Qu’est-ce que la Chine a à voir avec les manifestations en Iran

« Nous ne voulons pas de tests Covid, nous voulons manger ; nous ne voulons pas de confinement, nous voulons être libres », lisait-on sur l’une des deux banderoles aux slogans de protestation contre le gouvernement chinois apparues sur le pont de Sitong à Pékin le 13 octobre dernier. D’autres écrits faisaient directement référence au président chinois Xi Jinping, appelant à son expulsion du gouvernement et à un traitement plus humain : « En tant que citoyens, pas en tant qu’esclaves ». Quelques jours avant le début du 20e Congrès du Parti communiste chinois (qui a débuté le 16 octobre et s’est terminé la semaine suivante), la censure chinoise a pris des mesures pour effacer toute trace de la dissidence qui s’est déroulée dans la capitale chinoise, généralement lourdement blindé à la veille du plus important événement politique chinois.

Des bannières sont apparues sur le pont Sitong de Pékin le 13 octobre 2022

Le travail des censeurs s’est également concentré sur l’annulation des profils sociaux et des références web à Peng Lifa, l’homme courageux qui a décidé de défier le Parti communiste chinois en exposant (au monde entier) les deux bannières aux messages critiques.
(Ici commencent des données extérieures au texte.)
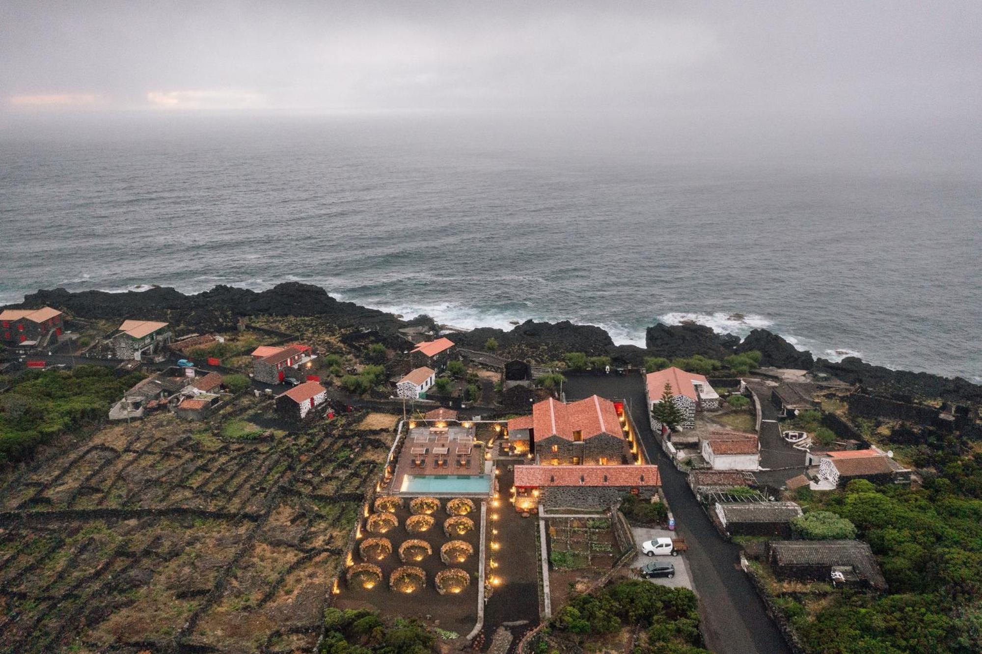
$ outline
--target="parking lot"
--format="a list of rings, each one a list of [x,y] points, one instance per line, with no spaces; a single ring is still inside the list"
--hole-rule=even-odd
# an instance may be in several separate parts
[[[676,575],[674,577],[669,578],[667,576],[656,576],[651,578],[650,580],[653,581],[654,583],[660,583],[663,586],[672,586],[673,588],[688,588],[689,590],[693,590],[692,575],[689,574],[688,560],[684,554],[680,554],[677,557],[673,556],[649,557],[640,553],[641,544],[647,540],[653,540],[661,536],[667,536],[669,538],[675,536],[676,538],[678,538],[679,534],[677,534],[675,531],[669,531],[668,529],[646,529],[642,527],[631,527],[630,530],[634,534],[634,542],[637,543],[637,551],[638,551],[637,559],[634,561],[634,564],[631,566],[631,569],[636,570],[641,566],[645,566],[655,561],[660,563],[671,563],[676,567]]]

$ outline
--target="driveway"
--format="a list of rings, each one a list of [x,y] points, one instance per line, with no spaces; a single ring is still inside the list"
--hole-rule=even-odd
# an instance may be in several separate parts
[[[798,472],[803,472],[804,453],[795,450],[781,437],[778,408],[771,402],[774,387],[759,379],[748,379],[746,386],[760,403],[760,431],[757,433],[760,439],[760,466],[768,470],[798,468]],[[788,470],[784,478],[793,477],[798,472]]]
[[[649,563],[655,561],[659,563],[670,563],[676,567],[676,575],[672,578],[667,576],[656,576],[649,579],[654,583],[660,583],[663,586],[671,586],[672,588],[688,588],[689,590],[694,590],[692,586],[692,576],[688,571],[688,561],[684,554],[680,554],[677,557],[673,556],[654,556],[649,557],[646,554],[640,554],[641,544],[647,540],[654,540],[661,536],[667,536],[671,538],[675,536],[679,537],[674,531],[669,531],[668,529],[647,529],[644,527],[631,527],[630,530],[634,534],[634,542],[637,543],[637,559],[634,560],[634,564],[631,566],[632,569],[640,568],[641,566],[647,566]]]
[[[644,378],[639,374],[571,377],[564,390],[569,400],[596,393],[603,398],[627,401],[648,461],[656,463],[661,472],[662,490],[672,506],[678,533],[688,544],[684,558],[699,596],[706,646],[717,654],[790,652],[777,626],[765,613],[764,603],[749,577],[739,567],[739,548],[720,537],[692,495],[686,476],[676,469],[655,443],[648,421]]]

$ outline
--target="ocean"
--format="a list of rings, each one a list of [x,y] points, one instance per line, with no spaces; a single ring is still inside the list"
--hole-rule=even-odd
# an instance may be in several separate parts
[[[459,117],[0,130],[0,302],[283,281],[510,329],[657,321],[982,380],[982,175]]]

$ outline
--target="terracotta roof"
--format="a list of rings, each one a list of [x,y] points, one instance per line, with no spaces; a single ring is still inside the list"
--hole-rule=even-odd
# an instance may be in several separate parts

TikTok l’avoue : les données européennes accessibles en Chine

Son acte de défi singulier a abouti à son arrestation, mais a en même temps éveillé la conscience de milliers de personnes à travers le monde sur les dangers de l’autocratie, le culte de la personnalité et le régime du parti unique. Et les jeunes Chinois ne font pas exception, qui déversent désormais leur colère sur les réseaux sociaux. Défiant le Grand Pare-feu (le système de contrôle du Web conçu par le Parti communiste chinois), les nouvelles générations utilisent des moyens créatifs pour diffuser des messages contre le président Xi, fraîchement sorti d’un troisième mandat obtenu lors du 20e Congrès.

Xi Jinping consolide son pouvoir absolu en Chine

Mécontentement social pour la politique Zéro Covid

Le dirigeant de la deuxième puissance mondiale est devenu la cible de protestations sociales en raison de la violation progressive et de plus en plus stricte des libertés civiles et des difficultés économiques en République populaire de Chine. Le coup de poing dur s’est encore exacerbé avec le déclenchement de la pandémie de Covid, qui a conduit Pékin à introduire la politique Zéro-Covid : tests de masse, confinements soudains et restrictions de mouvement perturbent périodiquement la vie de chaque habitant en Chine alors qu’ils enregistrent également quelques cas de infection par coronavirus.

Mais le Parti ne semble pas vouloir reculer. Le 5 novembre, la Chine a une nouvelle fois réaffirmé son engagement à mener à bien la politique Zéro-Covid, malgré la frustration publique croissante face aux mesures strictes souhaitées par le Parti. Des rumeurs infondées d’une sortie de la stratégie coûteuse (en termes économiques et sociaux) d’endiguement du virus avaient fait flamber les actions chinoises la semaine dernière, à un total de 450 milliards de dollars. Le démenti est toutefois intervenu lors d’une conférence de presse le 5 novembre, lorsque les autorités sanitaires chinoises ont réitéré leur intention de continuer à appliquer strictement la politique Zéro Covid.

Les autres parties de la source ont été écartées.